A few organisations and people aren't organisations, including:
- Members of Parliament when they are acting as MPs. It's up to Parliament or political parties to discipline MPs for breaches of privacy
- Courts and tribunals, in relation to their judicial functions. You have to challenge judicial decisions through the normal processes, such as an appeal.
- The news media when they're conducting their news activities. The Press Council, the Broadcasting Standards Authority and the courts govern the news media
In special circumstances, the Privacy Commissioner can authorise organisations to collect, use or disclose information that would otherwise be prohibited.
If things go wrong
If you think an organisation has interfered with your privacy, you can:
Contact their privacy officer
In the first instance, you should always try to resolve your privacy issue with the organisation concerned. Contact the organisation’s privacy officer and follow the complaints process (if it has one).

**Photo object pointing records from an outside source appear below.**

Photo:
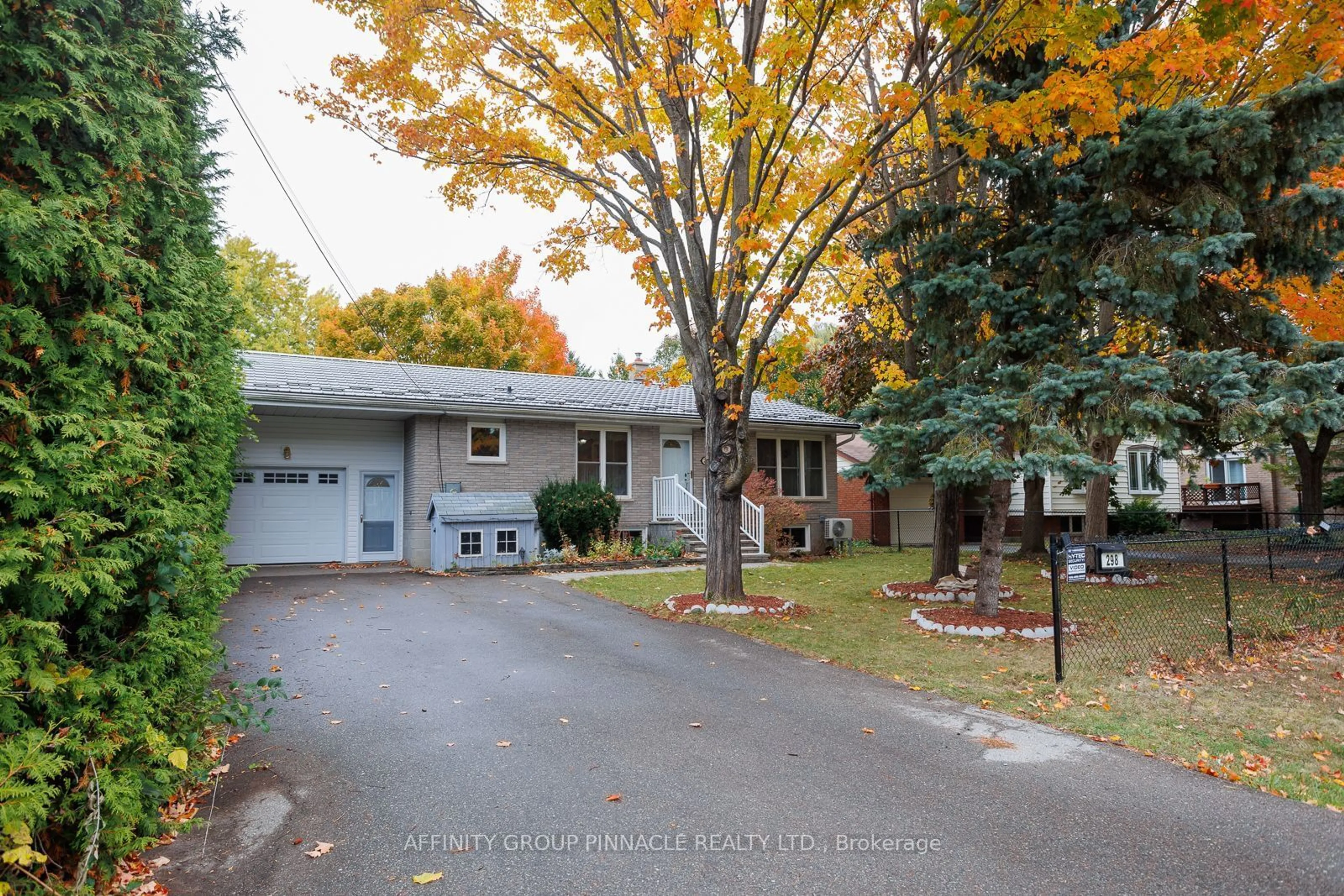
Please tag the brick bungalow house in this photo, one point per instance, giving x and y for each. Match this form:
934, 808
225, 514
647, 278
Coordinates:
344, 454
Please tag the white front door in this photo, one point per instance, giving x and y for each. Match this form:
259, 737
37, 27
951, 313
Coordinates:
677, 460
378, 515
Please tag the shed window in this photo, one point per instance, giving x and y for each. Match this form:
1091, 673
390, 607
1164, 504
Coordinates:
486, 443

Contact the Privacy Commissioner
If you’re unhappy with how the organisation has dealt with your privacy concerns, you can make a complaint to the Privacy Commissioner.
Making a complaint(external link) — Office of the Privacy Commissioner
The Office of the Privacy Commissioner handles complaints regarding an organisation that has interfered with privacy.
An interference with privacy to an individual occurs when an organisation breaches one of the Information Privacy Principles(IPP) 1-5 and 8-13 under the Privacy Act and causes harm to that individual.
Examples of harm can include:
- financial loss
- breach of your rights
- damage to an interest you have
- significant humiliation, loss of dignity or injury to your feelings.
Information Privacy Principals 6 and 7 are about your rights to access or correct your personal information.
Once you have complained, the Privacy Commissioner may choose to investigate your matter. The Commissioner’s focus will be on facilitating a resolution between the parties wherever possible.
If your complaint is about access to your personal information and the Privacy Commissioner upholds your complaint, but the organisation concerned fails to meet its obligations, the Privacy Commissioner may issue an access direction to require the organisation to grant you access to your personal information.
The Privacy Commissioner can’t award you compensation for any privacy breaches but does have the power to fine organisations up to $10,000 for serious breaches of the Privacy Act. For more information on this, please see the Office of the Privacy Commission’s website here:
Privacy Commissioner(external link)
Apply to the Human Rights Review Tribunal
After going to the Office of the Privacy Commissioner the next step could include going to the Human Rights Review Tribunal (HRRT).
The HRRT is an independent judicial body that hears claims relating to breaches of human rights, including interferences with privacy under the Privacy Act.
Following the conclusion of the Privacy Commissioner’s investigation, you have six months to file a claim in the HRRT.
Make a claim(external link) — Human Rights Review Tribunal
The HRRT can award various remedies after hearing a case, including:
- a declaration that the organisation breached the law
- an order preventing repetition of the breach
- an order to do something to rectify the breach
- an award of costs against the losing party.
The HRRT has the power to make a binding decision on the parties, including awarding compensation.
You can't go to the Disputes Tribunal or to court to complain about a breach of your privacy.
Get support at any point from:
- Citizens Advice Bureau (CAB) — this is a free, independent service, run by volunteers. CAB can advise you on your consumer rights and obligations, in person, by phone, or online.
- Community Law Centre — this service offers free one-on-one legal advice to people with limited finances. The organisation has 24 community law centres throughout the country. You can find legal information and other resources on its website.